Investigating the Role of Diazepam on Brain Function and Chemistry in Psychosis Risk

Not Applicable

Completed

• Conditions: Prodromal Schizophrenia
• Interventions: Drug: Diazepam 5 Mg Oral Tablet; Drug: Ascorbic Acid 50 Mg Oral Tablet

• Registration Number: NCT06190483
• Lead Sponsor: King's College London

Brief Summary

This study will investigate whether a single dose of diazepam (5mg) compared to placebo can modulate brain chemistry (GABA/glutamate levels) and function (blood flow, neural response and connectivity during tasks and at-rest) in 24 individuals at clinical high-risk for psychosis.

Detailed Description

The pathophysiology of psychosis involves elevated subcortical dopamine function, but the factors driving this are still unclear. Evidence from a neurodevelopmental animal model of psychosis suggests that this arises through a pathway linking psychosocial stress, corticolimbic hyperresponsivity, and GABA/glutamate imbalance.

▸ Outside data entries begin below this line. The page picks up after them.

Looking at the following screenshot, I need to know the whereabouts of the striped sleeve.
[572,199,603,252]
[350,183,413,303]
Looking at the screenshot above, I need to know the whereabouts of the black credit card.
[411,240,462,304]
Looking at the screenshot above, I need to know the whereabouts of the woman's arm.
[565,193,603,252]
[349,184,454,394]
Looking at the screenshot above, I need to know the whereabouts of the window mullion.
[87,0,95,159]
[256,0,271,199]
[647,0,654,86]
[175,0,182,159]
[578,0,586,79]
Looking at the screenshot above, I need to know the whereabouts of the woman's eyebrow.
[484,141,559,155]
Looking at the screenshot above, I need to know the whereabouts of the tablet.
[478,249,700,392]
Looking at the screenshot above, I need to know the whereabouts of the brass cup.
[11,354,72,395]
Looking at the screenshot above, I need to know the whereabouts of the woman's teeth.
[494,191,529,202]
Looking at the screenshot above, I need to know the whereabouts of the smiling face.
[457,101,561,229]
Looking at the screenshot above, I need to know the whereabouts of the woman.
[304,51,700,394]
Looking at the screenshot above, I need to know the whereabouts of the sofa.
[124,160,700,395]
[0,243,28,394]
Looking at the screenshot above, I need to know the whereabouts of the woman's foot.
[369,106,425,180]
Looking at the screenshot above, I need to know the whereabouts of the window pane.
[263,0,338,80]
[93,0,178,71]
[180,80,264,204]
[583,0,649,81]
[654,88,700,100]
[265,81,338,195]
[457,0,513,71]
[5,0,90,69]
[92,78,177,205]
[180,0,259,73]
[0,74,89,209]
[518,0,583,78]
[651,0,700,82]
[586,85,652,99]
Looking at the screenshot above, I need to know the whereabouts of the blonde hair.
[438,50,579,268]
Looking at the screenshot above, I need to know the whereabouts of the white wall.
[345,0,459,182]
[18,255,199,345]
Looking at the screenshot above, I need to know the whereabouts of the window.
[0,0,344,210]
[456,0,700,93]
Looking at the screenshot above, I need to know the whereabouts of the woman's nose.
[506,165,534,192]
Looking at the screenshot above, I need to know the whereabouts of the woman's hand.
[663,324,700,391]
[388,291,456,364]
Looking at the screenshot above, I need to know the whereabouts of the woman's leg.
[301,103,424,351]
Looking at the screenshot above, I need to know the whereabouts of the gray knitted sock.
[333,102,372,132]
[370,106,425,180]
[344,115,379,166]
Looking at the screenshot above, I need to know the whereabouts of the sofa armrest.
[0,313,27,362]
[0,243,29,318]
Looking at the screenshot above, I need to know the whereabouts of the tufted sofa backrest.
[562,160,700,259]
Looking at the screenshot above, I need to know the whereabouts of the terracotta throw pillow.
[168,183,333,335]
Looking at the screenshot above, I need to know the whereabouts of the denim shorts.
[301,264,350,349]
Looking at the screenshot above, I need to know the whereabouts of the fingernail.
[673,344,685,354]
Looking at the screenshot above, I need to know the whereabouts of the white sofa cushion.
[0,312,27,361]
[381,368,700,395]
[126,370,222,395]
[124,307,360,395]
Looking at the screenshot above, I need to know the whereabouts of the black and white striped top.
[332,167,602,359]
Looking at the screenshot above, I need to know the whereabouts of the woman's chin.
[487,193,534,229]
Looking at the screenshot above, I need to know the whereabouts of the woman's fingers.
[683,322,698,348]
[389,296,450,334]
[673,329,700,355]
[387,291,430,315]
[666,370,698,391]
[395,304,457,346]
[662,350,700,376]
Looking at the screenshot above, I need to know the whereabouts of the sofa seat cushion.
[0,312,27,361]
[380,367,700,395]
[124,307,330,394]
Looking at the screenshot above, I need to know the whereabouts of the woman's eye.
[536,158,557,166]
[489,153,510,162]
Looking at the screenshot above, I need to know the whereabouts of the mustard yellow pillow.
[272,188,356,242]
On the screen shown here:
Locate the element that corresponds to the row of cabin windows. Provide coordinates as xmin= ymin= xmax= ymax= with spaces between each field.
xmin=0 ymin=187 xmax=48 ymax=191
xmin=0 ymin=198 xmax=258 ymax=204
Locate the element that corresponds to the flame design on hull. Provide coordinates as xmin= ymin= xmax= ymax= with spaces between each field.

In response to stress/negative emotion, amygdala hyperresponsivity decreases GABA interneuron function in the hippocampus through strong direct projections. Decreased hippocampal GABA function leads to disinhibition of hippocampal pyramidal cells, elevating local activity and glutamate levels. Increased output from the hippocampus to the striatum elevates dopamine release in the striatum, and increases the firing of dopaminergic neurons in the midbrain. These neurobiological effects are associated with cognitive (e.g., working memory) and emotional deficits (e.g., increased anxiety). Moreover, peripubertal (premorbid) administration of benzodiazepines at anxiolytic doses to this animal of psychosis is shown to normalise hippocampal activity, thereby preventing the emergence of striatal hyperdopaminergia and associated behavioural abnormalities in adulthood. Collectively, these findings indicate that GABA dysfunction and emotional hyperresponsivity may play a critical role in the development of psychosis in humans, and suggest that clinical interventions targeting this pathway have the potential to reduce the risk of developing the disorder.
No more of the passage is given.